Unlike in a monolithic application, each deployed microservice has to carry out independent security screening – and that has an effect on performance, the book authors point out.
Test in a controlled environment: A sandbox is a safe and controlled environment where developers can test their code before it goes into production. That makes a difference in security testing as well as helps you discover hiccups in the connection between services.
Deploying with Kubernetes? Use an operator: Kubernetes is a popular choice for deploying containerized applications and spinning up additional microservice instances but can require extensive configuration from DevOps to properly deploy and secure. Having a Level III Kubernetes operator for a particular software component, e.g. database can help automate and secure deployment. Even Kubernetes Secrets, which help keep sensitive information separate from an application’s code, are stored unencrypted in the API’s data store, readily accessible for anyone with authorization to create a pod in that same namespace.

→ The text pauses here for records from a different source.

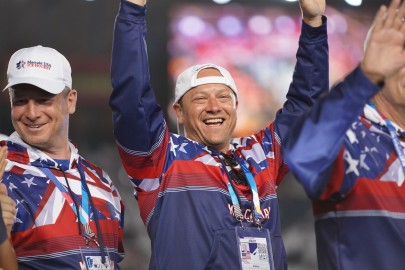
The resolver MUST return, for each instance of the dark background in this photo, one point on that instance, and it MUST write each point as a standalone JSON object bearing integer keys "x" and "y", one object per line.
{"x": 82, "y": 31}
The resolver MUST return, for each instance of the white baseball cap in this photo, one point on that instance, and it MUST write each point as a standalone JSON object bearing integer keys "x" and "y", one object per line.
{"x": 43, "y": 67}
{"x": 188, "y": 80}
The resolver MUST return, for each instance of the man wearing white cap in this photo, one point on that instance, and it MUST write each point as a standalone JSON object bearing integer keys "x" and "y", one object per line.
{"x": 69, "y": 214}
{"x": 205, "y": 195}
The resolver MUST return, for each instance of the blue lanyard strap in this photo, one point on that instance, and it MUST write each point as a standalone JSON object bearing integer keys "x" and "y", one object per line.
{"x": 252, "y": 183}
{"x": 83, "y": 214}
{"x": 235, "y": 198}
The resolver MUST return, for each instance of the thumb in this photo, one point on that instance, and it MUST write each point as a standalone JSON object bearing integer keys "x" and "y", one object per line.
{"x": 3, "y": 189}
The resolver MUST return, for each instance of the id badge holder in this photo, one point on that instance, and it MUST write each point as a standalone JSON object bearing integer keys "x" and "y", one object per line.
{"x": 254, "y": 248}
{"x": 92, "y": 259}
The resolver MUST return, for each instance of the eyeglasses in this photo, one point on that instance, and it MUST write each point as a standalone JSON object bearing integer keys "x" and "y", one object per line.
{"x": 236, "y": 173}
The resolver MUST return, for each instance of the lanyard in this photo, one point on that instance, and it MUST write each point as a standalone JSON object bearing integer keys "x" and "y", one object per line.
{"x": 394, "y": 137}
{"x": 235, "y": 198}
{"x": 83, "y": 214}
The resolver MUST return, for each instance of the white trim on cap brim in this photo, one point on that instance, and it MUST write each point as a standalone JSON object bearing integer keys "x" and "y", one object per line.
{"x": 45, "y": 84}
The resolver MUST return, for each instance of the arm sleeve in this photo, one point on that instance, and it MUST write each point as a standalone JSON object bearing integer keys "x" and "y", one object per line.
{"x": 310, "y": 78}
{"x": 3, "y": 230}
{"x": 313, "y": 145}
{"x": 139, "y": 127}
{"x": 137, "y": 118}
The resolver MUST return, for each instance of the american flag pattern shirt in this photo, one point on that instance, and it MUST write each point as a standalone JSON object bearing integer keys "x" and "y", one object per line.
{"x": 343, "y": 155}
{"x": 180, "y": 186}
{"x": 45, "y": 233}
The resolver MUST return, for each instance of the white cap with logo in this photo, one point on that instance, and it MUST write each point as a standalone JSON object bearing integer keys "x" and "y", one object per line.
{"x": 43, "y": 67}
{"x": 188, "y": 80}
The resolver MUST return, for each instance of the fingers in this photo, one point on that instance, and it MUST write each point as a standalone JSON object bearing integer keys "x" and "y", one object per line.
{"x": 392, "y": 14}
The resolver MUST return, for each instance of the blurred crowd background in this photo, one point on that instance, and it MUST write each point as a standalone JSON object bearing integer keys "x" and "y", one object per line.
{"x": 256, "y": 40}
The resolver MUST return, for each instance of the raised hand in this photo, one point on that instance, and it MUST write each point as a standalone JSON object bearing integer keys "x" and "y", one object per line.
{"x": 312, "y": 11}
{"x": 384, "y": 54}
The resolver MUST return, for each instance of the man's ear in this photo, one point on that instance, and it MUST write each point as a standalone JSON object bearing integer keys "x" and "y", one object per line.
{"x": 72, "y": 100}
{"x": 179, "y": 112}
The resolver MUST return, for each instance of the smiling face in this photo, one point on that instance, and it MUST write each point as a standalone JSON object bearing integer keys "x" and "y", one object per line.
{"x": 208, "y": 113}
{"x": 41, "y": 118}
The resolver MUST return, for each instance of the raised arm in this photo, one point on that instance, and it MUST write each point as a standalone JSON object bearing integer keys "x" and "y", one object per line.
{"x": 311, "y": 74}
{"x": 137, "y": 118}
{"x": 316, "y": 142}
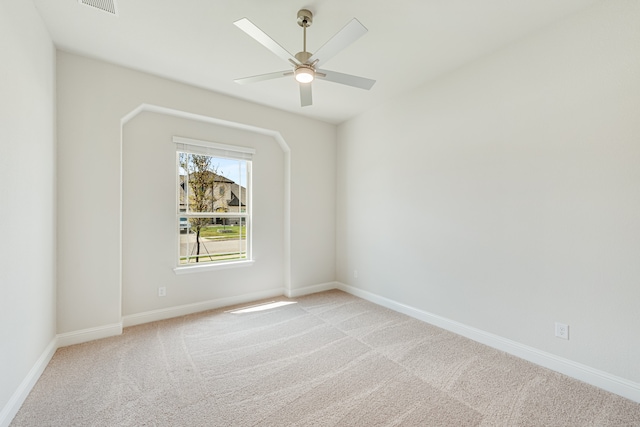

Hopefully, the above serves as a decent primer for understanding the basic concepts of microservices. We covered how a microservices architecture differs from monolithic applications, how software development teams communicate under both models, and the autonomy microservices enable for developers and best practices for fortifying data with proper API design practices.
If you’re new to working with microservice architectures, read our 5 Microservices Misconceptions post to help you sidestep the most common microservice trappings in application development.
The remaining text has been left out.